Explanatory Note
This Amendment No. 1 (this “Amendment”) amends the statement on Schedule 13D originally filed by PT Independence Energy Holdings, LLC, Liberty Energy Holdings, LLC, Liberty Mutual Insurance Company, Liberty Mutual Group Inc., LMHC Massachusetts Holdings Inc. and Liberty Mutual Holding Company Inc. (collectively, the “Reporting Persons”) on December 17, 2021 (the “Schedule 13D”). Capitalized terms used but not otherwise defined in this Amendment shall have the meanings ascribed to such terms in the Schedule 13D. Except as otherwise provided herein, each Item of the Schedule 13D remains unchanged.
This Amendment is being filed to report the entry by PT Reporting Person (as defined herein) into the Repurchase Agreement (as defined herein) with OpCo, pursuant to which PT Reporting Person sold to OpCo, and OpCo purchased for cash from PT Reporting Person, 2,568,786 OpCo LLC Units, and a corresponding number of shares of Class B Common Stock held by PT Reporting Person were cancelled.
Item 2. | Identity and Background. |
Item 2 is hereby deleted in its entirety and replaced with the following:
(a), (f) This Schedule 13D is being filed pursuant to Rule 13d-1(a) under the Act, by:
(i) PT Independence Energy Holdings LLC, a Delaware limited liability company;
(ii) Liberty Energy Holdings, LLC, a Delaware limited liability company;
(iii) Liberty Mutual Insurance Company, a Massachusetts corporation;
(iv) Liberty Mutual Group Inc., a Massachusetts corporation;
(v) LMHC Massachusetts Holdings Inc., a Massachusetts corporation; and
(vi) Liberty Mutual Holding Company Inc., a Massachusetts corporation (the persons and entities listed in items (i) through (vi) are collectively referred to herein as the “Reporting Persons”).
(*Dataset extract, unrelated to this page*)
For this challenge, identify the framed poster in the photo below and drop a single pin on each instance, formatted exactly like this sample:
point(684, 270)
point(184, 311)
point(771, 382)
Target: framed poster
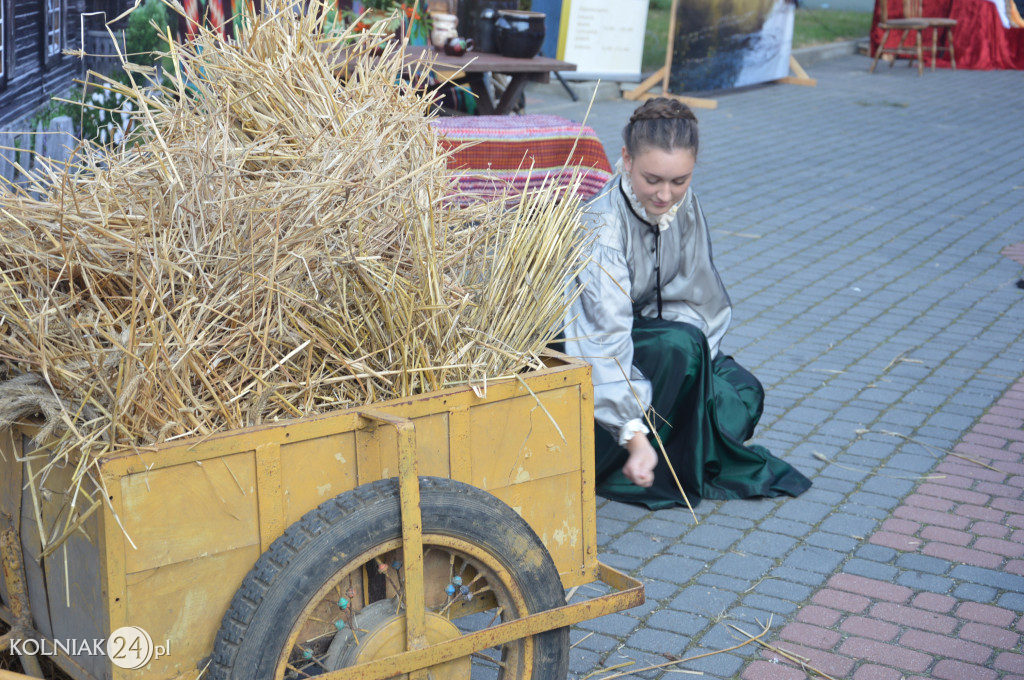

PT Independence Energy Holdings LLC (“PT Reporting Person”) is the direct beneficial owner of the securities reported in this Schedule 13D. Liberty Energy Holdings LLC (“Holdings”), a member of PT Reporting Person, has the sole right to vote or dispose of the shares of class B common stock, par value $0.0001 per share (“Class B Common Stock”), of the Issuer and units in Crescent Energy OpCo LLC (the “OpCo LLC Units”) held by the PT Reporting Person. Therefore, Holdings is deemed to have beneficial ownership of the shares of Class B Common Stock and OpCo LLC Units. The sole member of Holdings is Liberty Mutual Insurance Company (“Liberty Mutual”), which is wholly owned by Liberty Mutual Group Inc. The sole shareholder of Liberty Mutual Group Inc. is LMHC Massachusetts Holdings Inc., whose sole shareholder is Liberty Mutual Holding Company Inc. Because Liberty Mutual Holding Company Inc. is a mutual holding company, its members are entitled to vote at meetings of the company. No such member is entitled to cast 5% or more of the votes.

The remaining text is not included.